I have posted the audio of the CDD meeting that took place on June 19, 2025 here. Present and in the room were Dean Walters, Tim Nargi and Steve Finley. Present on zoom was Mike Rodriguez. The Chairman Dan Leventry was not on the call until discussion of the roof began. The Chairman then dropped off and did not return until Tim Nargi spoke at the end of the meeting in the Supervisor requests section.

At the 3:16:15 mark, Tim begins to state his concerns about the procedures and policies not being followed.  During his comments Tim makes a proposal to bid out the attorney’s contract as well as the GMS contract for both the amenities and district management. Someone contacts Dan to let him know what is happening and he comes back on at the 3:39:26 mark. You can listen to this on the CDD audio link above.

Tim Nargi is being maligned by Bruce Raber and others on other Facebook groups. Tim Nargi and I have had our differences over policy and how to make Mirabay a premier waterfront community. That being said, Tim Nargi has integrity. Unfortunately our Chairman Daniel Leventry has no integrity.

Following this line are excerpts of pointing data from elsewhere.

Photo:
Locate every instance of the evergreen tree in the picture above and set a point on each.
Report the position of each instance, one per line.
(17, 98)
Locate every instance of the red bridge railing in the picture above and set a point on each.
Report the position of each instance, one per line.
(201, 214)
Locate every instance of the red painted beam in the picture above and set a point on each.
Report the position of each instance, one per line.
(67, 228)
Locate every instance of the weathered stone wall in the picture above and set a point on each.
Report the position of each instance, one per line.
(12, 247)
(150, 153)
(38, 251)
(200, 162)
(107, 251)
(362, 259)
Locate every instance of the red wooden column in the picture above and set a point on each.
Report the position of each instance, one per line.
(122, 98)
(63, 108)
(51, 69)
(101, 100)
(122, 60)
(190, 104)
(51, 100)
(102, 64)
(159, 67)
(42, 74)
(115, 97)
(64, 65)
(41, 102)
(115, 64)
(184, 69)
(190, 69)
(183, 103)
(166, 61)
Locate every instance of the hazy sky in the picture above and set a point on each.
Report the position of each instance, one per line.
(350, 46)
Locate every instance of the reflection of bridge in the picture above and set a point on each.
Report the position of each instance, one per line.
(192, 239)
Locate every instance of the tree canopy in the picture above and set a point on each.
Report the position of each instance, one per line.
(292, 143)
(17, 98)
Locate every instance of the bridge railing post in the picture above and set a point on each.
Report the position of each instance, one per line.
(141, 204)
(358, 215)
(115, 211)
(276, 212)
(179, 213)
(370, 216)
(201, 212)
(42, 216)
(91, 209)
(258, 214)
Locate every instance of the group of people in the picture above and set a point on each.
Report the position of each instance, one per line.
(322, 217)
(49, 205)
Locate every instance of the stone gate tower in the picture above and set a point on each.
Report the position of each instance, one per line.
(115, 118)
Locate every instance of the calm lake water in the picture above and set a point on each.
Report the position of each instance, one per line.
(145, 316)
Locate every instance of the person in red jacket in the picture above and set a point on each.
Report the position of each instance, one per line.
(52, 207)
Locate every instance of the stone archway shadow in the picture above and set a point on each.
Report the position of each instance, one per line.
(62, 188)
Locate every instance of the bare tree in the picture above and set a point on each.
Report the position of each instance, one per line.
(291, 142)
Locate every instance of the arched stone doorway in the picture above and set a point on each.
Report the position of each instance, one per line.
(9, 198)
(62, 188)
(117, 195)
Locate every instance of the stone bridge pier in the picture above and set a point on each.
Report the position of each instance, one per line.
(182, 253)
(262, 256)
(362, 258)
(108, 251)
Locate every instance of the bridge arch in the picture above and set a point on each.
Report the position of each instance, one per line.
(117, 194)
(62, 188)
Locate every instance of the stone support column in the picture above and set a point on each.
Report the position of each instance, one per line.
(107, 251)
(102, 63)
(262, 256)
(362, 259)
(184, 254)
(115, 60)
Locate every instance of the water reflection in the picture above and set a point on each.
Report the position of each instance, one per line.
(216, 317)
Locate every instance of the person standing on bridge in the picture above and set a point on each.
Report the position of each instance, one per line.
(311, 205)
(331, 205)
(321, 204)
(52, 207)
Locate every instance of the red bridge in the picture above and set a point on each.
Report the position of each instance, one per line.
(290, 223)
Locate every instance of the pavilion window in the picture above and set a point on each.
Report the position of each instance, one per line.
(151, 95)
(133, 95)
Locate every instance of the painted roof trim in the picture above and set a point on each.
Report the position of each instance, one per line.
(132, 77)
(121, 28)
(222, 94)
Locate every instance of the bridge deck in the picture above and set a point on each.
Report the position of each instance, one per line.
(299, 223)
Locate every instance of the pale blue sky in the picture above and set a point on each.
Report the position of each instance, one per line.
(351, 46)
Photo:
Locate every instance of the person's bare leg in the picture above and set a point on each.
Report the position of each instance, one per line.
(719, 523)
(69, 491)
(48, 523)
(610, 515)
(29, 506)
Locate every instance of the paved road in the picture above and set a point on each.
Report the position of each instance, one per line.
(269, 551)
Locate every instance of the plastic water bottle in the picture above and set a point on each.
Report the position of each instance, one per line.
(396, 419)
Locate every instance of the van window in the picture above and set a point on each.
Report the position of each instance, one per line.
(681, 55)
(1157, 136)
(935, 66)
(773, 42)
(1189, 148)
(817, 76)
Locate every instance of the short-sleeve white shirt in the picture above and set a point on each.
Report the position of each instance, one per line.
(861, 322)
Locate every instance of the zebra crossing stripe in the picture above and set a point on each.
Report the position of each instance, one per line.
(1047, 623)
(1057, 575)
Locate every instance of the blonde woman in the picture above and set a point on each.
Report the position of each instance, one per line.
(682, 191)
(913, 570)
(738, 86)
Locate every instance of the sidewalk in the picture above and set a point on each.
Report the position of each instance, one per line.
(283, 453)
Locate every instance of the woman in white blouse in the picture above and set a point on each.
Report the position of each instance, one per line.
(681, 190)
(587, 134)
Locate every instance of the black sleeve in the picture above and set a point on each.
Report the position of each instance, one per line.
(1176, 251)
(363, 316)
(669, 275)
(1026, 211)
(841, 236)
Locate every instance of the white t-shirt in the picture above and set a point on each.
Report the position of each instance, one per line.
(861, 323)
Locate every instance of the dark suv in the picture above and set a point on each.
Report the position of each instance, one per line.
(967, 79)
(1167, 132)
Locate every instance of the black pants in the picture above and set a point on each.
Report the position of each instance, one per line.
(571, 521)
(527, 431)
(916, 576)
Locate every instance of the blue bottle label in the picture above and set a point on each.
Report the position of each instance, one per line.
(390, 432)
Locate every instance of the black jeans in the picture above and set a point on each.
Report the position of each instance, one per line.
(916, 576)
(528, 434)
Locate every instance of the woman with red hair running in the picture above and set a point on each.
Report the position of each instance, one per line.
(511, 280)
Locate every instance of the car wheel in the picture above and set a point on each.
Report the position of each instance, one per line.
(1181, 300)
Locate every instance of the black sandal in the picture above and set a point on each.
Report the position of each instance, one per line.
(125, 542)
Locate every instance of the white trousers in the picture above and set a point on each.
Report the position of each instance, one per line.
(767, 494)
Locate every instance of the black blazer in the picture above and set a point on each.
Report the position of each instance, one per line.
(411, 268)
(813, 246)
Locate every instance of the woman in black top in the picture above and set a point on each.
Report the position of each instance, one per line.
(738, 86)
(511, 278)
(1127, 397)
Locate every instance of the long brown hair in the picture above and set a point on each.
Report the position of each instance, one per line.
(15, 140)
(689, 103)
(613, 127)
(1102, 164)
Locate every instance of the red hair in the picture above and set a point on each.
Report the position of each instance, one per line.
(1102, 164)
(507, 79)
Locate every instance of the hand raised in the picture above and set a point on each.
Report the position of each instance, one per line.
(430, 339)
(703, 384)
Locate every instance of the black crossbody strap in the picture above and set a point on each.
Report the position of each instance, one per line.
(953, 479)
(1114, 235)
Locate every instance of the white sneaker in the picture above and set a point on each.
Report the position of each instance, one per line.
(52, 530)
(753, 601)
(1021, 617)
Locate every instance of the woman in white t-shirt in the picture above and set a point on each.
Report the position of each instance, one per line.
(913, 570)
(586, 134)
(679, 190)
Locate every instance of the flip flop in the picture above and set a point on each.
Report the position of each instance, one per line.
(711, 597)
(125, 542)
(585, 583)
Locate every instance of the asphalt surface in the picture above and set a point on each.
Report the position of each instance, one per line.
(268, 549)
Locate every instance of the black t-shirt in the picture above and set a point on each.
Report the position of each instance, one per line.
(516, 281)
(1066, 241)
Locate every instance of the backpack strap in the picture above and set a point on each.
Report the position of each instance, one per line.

The CDD is a special district created by the Florida legislature and is subject to the laws of the state of Florida. Every supervisor raised their hand and took an oath to uphold those laws. Daniel Leventry doesn’t believe those laws apply to him and has worked behind the scenes to bypass those laws with the help of our CDD attorney and the management company.

The whole clubhouse roof disaster is a perfect example. Florida statute 190.033 http://www.leg.state.fl.us/Statutes/index.cfm?App_mode=Display_Statute&URL=0100-0199/0190/Sections/0190.033.html talks about bids required by the CDD. The Board did not follow this policy and the roof disaster continues. Neither GMS who manages over 250 districts or our attorney said anything about following Florida guidelines. At the budget meeting at the end of April, GMS put a transfer of $160,000 from the Save the Manatee fund to the general fund in the budget. Because Daniel Leventry has no idea how to manage expenses, he figured he could just take money that didn’t belong to the CDD and use it for CDD purposes. Dan said at the meeting that the agreement that he signed effective January 1, 2022 said that the agreement said that after 45 months the CDD could use the money for its own purpose. The only problem is that this is not in the anywhere in the agreement. See the Amended Restated and updated settlement agreement.

The agreement actually says, Uses and Administration of the Evergreen Fund:

“Fund monies shall be used and solely used for the operation and enforcement by the Enforcing Authority of the program required by this Agreement, which may include costs necessary to purchase and operate a Power Boat for on-water inspection of Certificates, required manatee warning and speed limit signage and poles not provided by other governments, costs associated with purchasing Certificate stickers or placards, manatee awareness education within the Project, and other necessary actual costs but expressly excluding salaries of individuals other than law enforcement officers. At the request of the Enforcing Authority, the Club shall provide materials necessary to carry out the annual manatee awareness education component at no cost to the Enforcing Authority.”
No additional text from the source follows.